Want Better Discussions? Avoid the Pitfalls and Keep Moving Forward

Three earlier posts in this series provided some proactive ways to invigorate your classroom conversations. We addressed questioning techniques, wait time, verbal and non-verbal response and framing the conversation. This post addresses some common pitfalls as well as some ways to move forward with your engaging classroom discussions.
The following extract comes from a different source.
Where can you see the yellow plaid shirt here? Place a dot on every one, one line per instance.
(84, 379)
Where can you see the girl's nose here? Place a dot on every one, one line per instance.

We’re all human, and teachers can fall victim to some behaviors that sabotage the purpose of student engagement without even being aware of them. Here are some common ones—

  • Feeling the need to chime in after every student talks–authentic student-to-student dialogue is the essence of effective classroom discussions. When a teacher takes over the conversation, especially to make a statement, the flow of the conversation is interrupted. Instead, listen carefully to the conversation and insert timely questions to guide the conversation in a productive direction.
  • Praising students during a class discussion– praise during a discussion can be detrimental, but that doesn’t mean praise should never be employed. Private praise is crucial to an effective classroom environment. Indeed, Brophy (1981) found praise is most effective when it is private, specific, genuine, and focused on students’ efforts. Building a relationship with each student is much more meaningful than praising students during a class discussion.
  • Using a discussion when other approaches would work better–not all content lends itself to discussion. If the content being discussed is facts or skills, authentic discussions may be difficult. So, consider whether students will be able to explore ideas and thoughts without there being one right answer before you engage the classroom in a group discussion.

Turning over more control of class conversations to students can be scary, but I’ve found that as long as I’m doing my part, students don’t disappoint me. One of the best ways to ensure I’m continually improving is to record classroom discussions and listen to how I’m interacting with students. While listening to myself teach is difficult at times, my students are worth my effort.